Thorium dioxide has been used in tungsten arc welding, as it increases the resistance of tungsten to the high temperatures of metal electrodes. However, it has been superseded in this application by the oxides of zirconium, cerium or lanthanum.
Thorium tetrafluoride, on the other hand, has been used as a material to reduce reflections in multilayer optical coatings, which are transparent to light with a wavelength between 0.350 to 1.2 µm. However, the thorium salt has been replaced in this use by lanthanum tetrafluoride.

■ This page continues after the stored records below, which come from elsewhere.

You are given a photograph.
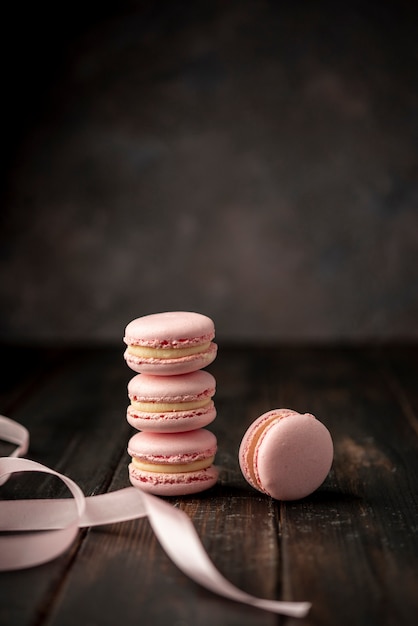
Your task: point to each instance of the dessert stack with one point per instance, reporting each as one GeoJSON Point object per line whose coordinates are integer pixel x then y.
{"type": "Point", "coordinates": [171, 402]}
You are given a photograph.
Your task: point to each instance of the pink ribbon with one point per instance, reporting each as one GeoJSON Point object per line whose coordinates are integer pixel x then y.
{"type": "Point", "coordinates": [50, 526]}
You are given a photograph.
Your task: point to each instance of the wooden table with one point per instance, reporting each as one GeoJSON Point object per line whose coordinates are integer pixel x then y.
{"type": "Point", "coordinates": [351, 548]}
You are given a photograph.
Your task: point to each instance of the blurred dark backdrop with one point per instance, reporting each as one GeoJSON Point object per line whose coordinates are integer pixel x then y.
{"type": "Point", "coordinates": [253, 160]}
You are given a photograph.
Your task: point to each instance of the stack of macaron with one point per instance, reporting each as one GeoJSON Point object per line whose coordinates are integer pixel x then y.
{"type": "Point", "coordinates": [171, 402]}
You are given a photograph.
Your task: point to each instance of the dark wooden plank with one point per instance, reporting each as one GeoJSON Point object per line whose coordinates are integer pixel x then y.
{"type": "Point", "coordinates": [124, 571]}
{"type": "Point", "coordinates": [353, 545]}
{"type": "Point", "coordinates": [350, 548]}
{"type": "Point", "coordinates": [76, 416]}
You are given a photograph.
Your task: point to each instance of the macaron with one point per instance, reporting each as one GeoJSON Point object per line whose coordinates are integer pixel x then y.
{"type": "Point", "coordinates": [173, 464]}
{"type": "Point", "coordinates": [285, 454]}
{"type": "Point", "coordinates": [170, 343]}
{"type": "Point", "coordinates": [171, 403]}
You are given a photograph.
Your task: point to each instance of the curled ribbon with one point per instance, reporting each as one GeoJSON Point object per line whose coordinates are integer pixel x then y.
{"type": "Point", "coordinates": [51, 526]}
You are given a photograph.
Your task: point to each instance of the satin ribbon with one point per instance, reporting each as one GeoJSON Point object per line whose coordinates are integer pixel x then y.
{"type": "Point", "coordinates": [40, 530]}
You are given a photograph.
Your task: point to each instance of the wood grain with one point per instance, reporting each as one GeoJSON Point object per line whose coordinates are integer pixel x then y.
{"type": "Point", "coordinates": [350, 548]}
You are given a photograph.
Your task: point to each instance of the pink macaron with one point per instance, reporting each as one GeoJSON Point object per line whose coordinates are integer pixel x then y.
{"type": "Point", "coordinates": [173, 464]}
{"type": "Point", "coordinates": [170, 343]}
{"type": "Point", "coordinates": [286, 454]}
{"type": "Point", "coordinates": [171, 403]}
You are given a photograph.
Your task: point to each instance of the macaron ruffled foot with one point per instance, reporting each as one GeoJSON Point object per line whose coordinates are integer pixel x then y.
{"type": "Point", "coordinates": [285, 454]}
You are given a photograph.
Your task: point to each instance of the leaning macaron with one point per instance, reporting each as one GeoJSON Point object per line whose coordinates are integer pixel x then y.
{"type": "Point", "coordinates": [171, 403]}
{"type": "Point", "coordinates": [173, 464]}
{"type": "Point", "coordinates": [170, 343]}
{"type": "Point", "coordinates": [286, 454]}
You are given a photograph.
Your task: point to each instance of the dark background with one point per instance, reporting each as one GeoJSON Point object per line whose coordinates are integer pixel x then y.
{"type": "Point", "coordinates": [255, 161]}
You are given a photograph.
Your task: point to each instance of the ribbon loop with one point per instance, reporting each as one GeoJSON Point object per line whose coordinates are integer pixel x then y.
{"type": "Point", "coordinates": [41, 530]}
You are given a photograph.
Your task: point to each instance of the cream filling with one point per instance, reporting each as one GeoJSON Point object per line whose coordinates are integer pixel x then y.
{"type": "Point", "coordinates": [166, 353]}
{"type": "Point", "coordinates": [158, 407]}
{"type": "Point", "coordinates": [254, 443]}
{"type": "Point", "coordinates": [175, 468]}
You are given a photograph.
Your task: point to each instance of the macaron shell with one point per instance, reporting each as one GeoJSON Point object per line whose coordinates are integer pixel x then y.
{"type": "Point", "coordinates": [172, 367]}
{"type": "Point", "coordinates": [179, 328]}
{"type": "Point", "coordinates": [291, 457]}
{"type": "Point", "coordinates": [173, 484]}
{"type": "Point", "coordinates": [173, 421]}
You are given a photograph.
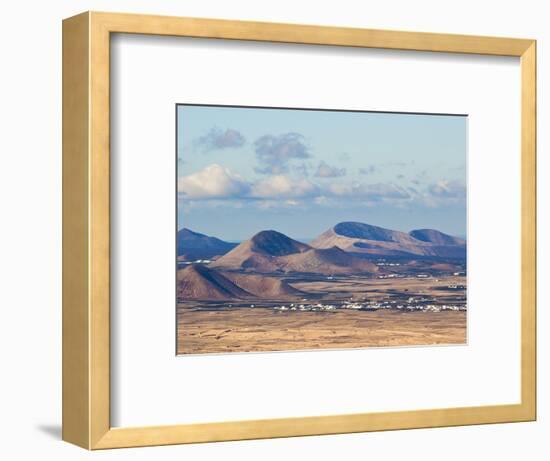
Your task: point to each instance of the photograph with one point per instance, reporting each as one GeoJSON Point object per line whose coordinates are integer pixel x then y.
{"type": "Point", "coordinates": [308, 229]}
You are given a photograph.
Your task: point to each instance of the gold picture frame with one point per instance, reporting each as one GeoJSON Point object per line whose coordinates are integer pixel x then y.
{"type": "Point", "coordinates": [86, 230]}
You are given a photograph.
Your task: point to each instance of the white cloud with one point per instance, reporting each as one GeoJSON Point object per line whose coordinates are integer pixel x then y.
{"type": "Point", "coordinates": [214, 181]}
{"type": "Point", "coordinates": [283, 186]}
{"type": "Point", "coordinates": [447, 189]}
{"type": "Point", "coordinates": [324, 170]}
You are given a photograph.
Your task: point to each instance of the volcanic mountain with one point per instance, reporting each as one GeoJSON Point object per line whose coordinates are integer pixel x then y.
{"type": "Point", "coordinates": [365, 239]}
{"type": "Point", "coordinates": [199, 282]}
{"type": "Point", "coordinates": [192, 245]}
{"type": "Point", "coordinates": [271, 251]}
{"type": "Point", "coordinates": [264, 287]}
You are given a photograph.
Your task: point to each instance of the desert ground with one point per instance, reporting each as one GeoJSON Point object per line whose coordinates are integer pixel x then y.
{"type": "Point", "coordinates": [263, 330]}
{"type": "Point", "coordinates": [393, 312]}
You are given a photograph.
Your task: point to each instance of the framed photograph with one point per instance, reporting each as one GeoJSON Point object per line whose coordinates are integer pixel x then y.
{"type": "Point", "coordinates": [276, 230]}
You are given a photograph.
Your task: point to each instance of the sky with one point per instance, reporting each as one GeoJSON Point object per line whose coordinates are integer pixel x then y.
{"type": "Point", "coordinates": [300, 172]}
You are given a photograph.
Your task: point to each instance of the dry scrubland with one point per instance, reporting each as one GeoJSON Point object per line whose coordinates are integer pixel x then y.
{"type": "Point", "coordinates": [255, 330]}
{"type": "Point", "coordinates": [216, 329]}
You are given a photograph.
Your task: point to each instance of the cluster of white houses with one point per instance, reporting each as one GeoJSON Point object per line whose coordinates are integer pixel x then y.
{"type": "Point", "coordinates": [371, 306]}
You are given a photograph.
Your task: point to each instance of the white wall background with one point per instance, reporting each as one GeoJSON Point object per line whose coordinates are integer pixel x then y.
{"type": "Point", "coordinates": [30, 234]}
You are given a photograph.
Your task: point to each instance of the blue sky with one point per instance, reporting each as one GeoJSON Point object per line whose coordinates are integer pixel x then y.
{"type": "Point", "coordinates": [242, 170]}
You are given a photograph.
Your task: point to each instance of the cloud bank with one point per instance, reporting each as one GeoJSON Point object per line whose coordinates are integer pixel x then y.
{"type": "Point", "coordinates": [274, 153]}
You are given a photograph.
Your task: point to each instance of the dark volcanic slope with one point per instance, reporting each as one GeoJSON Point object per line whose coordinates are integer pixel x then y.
{"type": "Point", "coordinates": [199, 282]}
{"type": "Point", "coordinates": [366, 231]}
{"type": "Point", "coordinates": [265, 287]}
{"type": "Point", "coordinates": [435, 237]}
{"type": "Point", "coordinates": [270, 251]}
{"type": "Point", "coordinates": [192, 245]}
{"type": "Point", "coordinates": [361, 238]}
{"type": "Point", "coordinates": [274, 243]}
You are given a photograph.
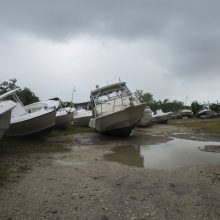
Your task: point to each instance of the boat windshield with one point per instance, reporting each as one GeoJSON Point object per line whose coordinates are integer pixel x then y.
{"type": "Point", "coordinates": [111, 95]}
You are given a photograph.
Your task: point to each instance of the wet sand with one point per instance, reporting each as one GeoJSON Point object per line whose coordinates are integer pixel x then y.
{"type": "Point", "coordinates": [81, 184]}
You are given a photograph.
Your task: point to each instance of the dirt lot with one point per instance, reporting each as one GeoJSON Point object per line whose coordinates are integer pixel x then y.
{"type": "Point", "coordinates": [79, 183]}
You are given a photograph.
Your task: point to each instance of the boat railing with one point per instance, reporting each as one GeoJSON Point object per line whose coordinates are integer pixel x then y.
{"type": "Point", "coordinates": [97, 105]}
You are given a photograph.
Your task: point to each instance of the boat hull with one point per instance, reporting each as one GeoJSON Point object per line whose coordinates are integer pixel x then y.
{"type": "Point", "coordinates": [161, 119]}
{"type": "Point", "coordinates": [35, 126]}
{"type": "Point", "coordinates": [63, 121]}
{"type": "Point", "coordinates": [205, 114]}
{"type": "Point", "coordinates": [5, 119]}
{"type": "Point", "coordinates": [119, 123]}
{"type": "Point", "coordinates": [82, 121]}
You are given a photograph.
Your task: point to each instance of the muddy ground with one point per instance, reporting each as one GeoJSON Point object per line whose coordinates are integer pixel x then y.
{"type": "Point", "coordinates": [81, 184]}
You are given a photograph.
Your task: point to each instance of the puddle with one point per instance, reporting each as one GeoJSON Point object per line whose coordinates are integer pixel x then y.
{"type": "Point", "coordinates": [69, 163]}
{"type": "Point", "coordinates": [170, 155]}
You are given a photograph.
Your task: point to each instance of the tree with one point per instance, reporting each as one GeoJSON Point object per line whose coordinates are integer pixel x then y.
{"type": "Point", "coordinates": [195, 106]}
{"type": "Point", "coordinates": [215, 108]}
{"type": "Point", "coordinates": [25, 95]}
{"type": "Point", "coordinates": [8, 85]}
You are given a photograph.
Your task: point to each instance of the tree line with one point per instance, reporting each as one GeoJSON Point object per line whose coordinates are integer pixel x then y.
{"type": "Point", "coordinates": [172, 106]}
{"type": "Point", "coordinates": [27, 97]}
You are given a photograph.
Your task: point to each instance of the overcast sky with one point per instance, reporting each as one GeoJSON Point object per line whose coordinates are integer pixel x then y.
{"type": "Point", "coordinates": [170, 48]}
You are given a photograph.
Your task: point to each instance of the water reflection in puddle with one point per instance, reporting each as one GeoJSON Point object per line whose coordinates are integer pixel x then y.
{"type": "Point", "coordinates": [173, 154]}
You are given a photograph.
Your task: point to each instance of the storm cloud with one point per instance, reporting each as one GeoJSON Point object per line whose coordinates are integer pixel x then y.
{"type": "Point", "coordinates": [181, 37]}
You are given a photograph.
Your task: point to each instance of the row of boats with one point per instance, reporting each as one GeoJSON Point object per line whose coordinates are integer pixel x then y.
{"type": "Point", "coordinates": [113, 110]}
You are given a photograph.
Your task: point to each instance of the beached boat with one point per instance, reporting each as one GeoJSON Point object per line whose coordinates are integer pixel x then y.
{"type": "Point", "coordinates": [187, 113]}
{"type": "Point", "coordinates": [82, 114]}
{"type": "Point", "coordinates": [5, 115]}
{"type": "Point", "coordinates": [146, 120]}
{"type": "Point", "coordinates": [64, 115]}
{"type": "Point", "coordinates": [205, 113]}
{"type": "Point", "coordinates": [115, 110]}
{"type": "Point", "coordinates": [24, 122]}
{"type": "Point", "coordinates": [161, 117]}
{"type": "Point", "coordinates": [82, 117]}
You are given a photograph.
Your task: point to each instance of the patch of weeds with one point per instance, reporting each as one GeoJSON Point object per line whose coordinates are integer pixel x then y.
{"type": "Point", "coordinates": [199, 125]}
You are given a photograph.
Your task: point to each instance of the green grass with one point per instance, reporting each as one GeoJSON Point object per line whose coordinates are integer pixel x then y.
{"type": "Point", "coordinates": [211, 126]}
{"type": "Point", "coordinates": [71, 130]}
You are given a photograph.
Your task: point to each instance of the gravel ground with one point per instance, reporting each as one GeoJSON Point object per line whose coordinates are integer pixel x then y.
{"type": "Point", "coordinates": [80, 184]}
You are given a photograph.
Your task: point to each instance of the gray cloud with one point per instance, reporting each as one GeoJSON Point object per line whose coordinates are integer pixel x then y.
{"type": "Point", "coordinates": [188, 29]}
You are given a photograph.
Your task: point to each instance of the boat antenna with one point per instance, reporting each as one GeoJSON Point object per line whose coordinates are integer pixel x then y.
{"type": "Point", "coordinates": [74, 90]}
{"type": "Point", "coordinates": [186, 100]}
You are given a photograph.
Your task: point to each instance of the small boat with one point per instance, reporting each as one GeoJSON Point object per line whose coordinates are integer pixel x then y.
{"type": "Point", "coordinates": [161, 117]}
{"type": "Point", "coordinates": [5, 115]}
{"type": "Point", "coordinates": [146, 120]}
{"type": "Point", "coordinates": [64, 115]}
{"type": "Point", "coordinates": [187, 113]}
{"type": "Point", "coordinates": [205, 113]}
{"type": "Point", "coordinates": [82, 114]}
{"type": "Point", "coordinates": [24, 122]}
{"type": "Point", "coordinates": [82, 117]}
{"type": "Point", "coordinates": [115, 110]}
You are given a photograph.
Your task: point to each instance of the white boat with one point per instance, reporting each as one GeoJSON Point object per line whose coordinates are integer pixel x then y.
{"type": "Point", "coordinates": [205, 113]}
{"type": "Point", "coordinates": [161, 117]}
{"type": "Point", "coordinates": [5, 115]}
{"type": "Point", "coordinates": [115, 110]}
{"type": "Point", "coordinates": [64, 115]}
{"type": "Point", "coordinates": [82, 117]}
{"type": "Point", "coordinates": [82, 114]}
{"type": "Point", "coordinates": [146, 120]}
{"type": "Point", "coordinates": [24, 122]}
{"type": "Point", "coordinates": [187, 113]}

Thorium dioxide has been used in light blanket illumination, as it emits a bright light corresponding to visible light. Although thorium is still used in this application, thorium has been partially replaced by yttrium.
Thorium has also been used in the production of refractory materials for the metallurgical industry and in ceramic crucibles for teaching and research laboratories.
Thorium-232 is used in nuclear reactors to trap slow-moving neutrons, as it transforms into uranium-233 in doing so. This radioactive element is fissile and is used for energy production.
The development of nuclear reactors based on thorium-32 has been slow, and the first reactor with this characteristic was created at the Indian Point Energy Center, located in Buchanan USA, in 1962. Thorium-232 nuclear reactors do not emit plutonium, which makes them less polluting.